“Bob Dylan is a Plagiarist and a Fake.” II
From an essay Jonathan Lethem wrote for Harper’s magazine a few years ago, entitled, “The Ecstasy of Influence: A Plagiarism,” for which, by way of proving the author’s thesis regarding the nature of art, he consciously stitched together from a wide variety of sources. That is to say, it’s all stolen. Joni Mitchell may not have such a place reserved in her heart for ol’ Bobby, but Lethem does:
“When you live outside the law, you have to eliminate dishonesty.” The line comes from Don Siegel’s 1958 film noir, The Lineup, written by Stirling Silliphant. The film still haunts revival houses, likely thanks to Eli Wallach’s blazing portrayal of a sociopathic hit man and to Siegel’s long, sturdy auteurist career. Yet what were those words worth—to Siegel, or Silliphant, or their audience—in 1958? And again: what was the line worth when Bob Dylan heard it (presumably in some Greenwich Village repertory cinema), cleaned it up a little, and inserted it into “Absolutely Sweet Marie”? What are they worth now, to the culture at large?

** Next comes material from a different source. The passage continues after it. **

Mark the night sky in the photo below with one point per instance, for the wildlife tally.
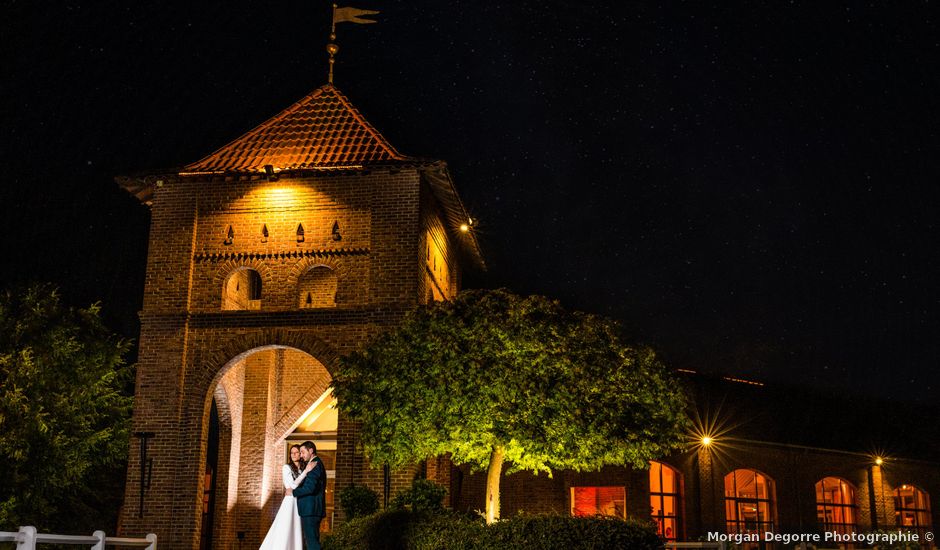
(752, 188)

“Appropriation has always played a key role in Dylan’s music. The songwriter has grabbed not only from a panoply of vintage Hollywood films but from Shakespeare and F. Scott Fitzgerald and Junichi Saga’s Confessions of a Yakuza. He also nabbed the title of Eric Lott’s study of minstrelsy for his 2001 album Love and Theft. One imagines Dylan liked the general resonance of the title, in which emotional misdemeanors stalk the sweetness of love, as they do so often in Dylan’s songs. Lott’s title is, of course, itself a riff on Leslie Fiedler’s Love and Death in the American Novel, which famously identifies the literary motif of the interdependence of a white man and a dark man, like Huck and Jim or Ishmael and Queequeg—a series of nested references to Dylan’s own appropriating, minstrel-boy self. Dylan’s art offers a paradox: while it famously urges us not to look back, it also encodes a knowledge of past sources that might otherwise have little home in contemporary culture, like the Civil War poetry of the Confederate bard Henry Timrod, resuscitated in lyrics on Dylan’s newest record, Modern Times. Dylan’s originality and his appropriations are as one.”
In all fairness to Ms. Mitchell, it appears from reading the entire interview in which she takes Dylan to task, that her remarks seem directed at her interviewer, who made a rather careless comparison between Dylan’s entirely autonomous name change early in his career from Zimmerman to her own spousally-mandated switch. Tips for interviewers: BE CAREFUL.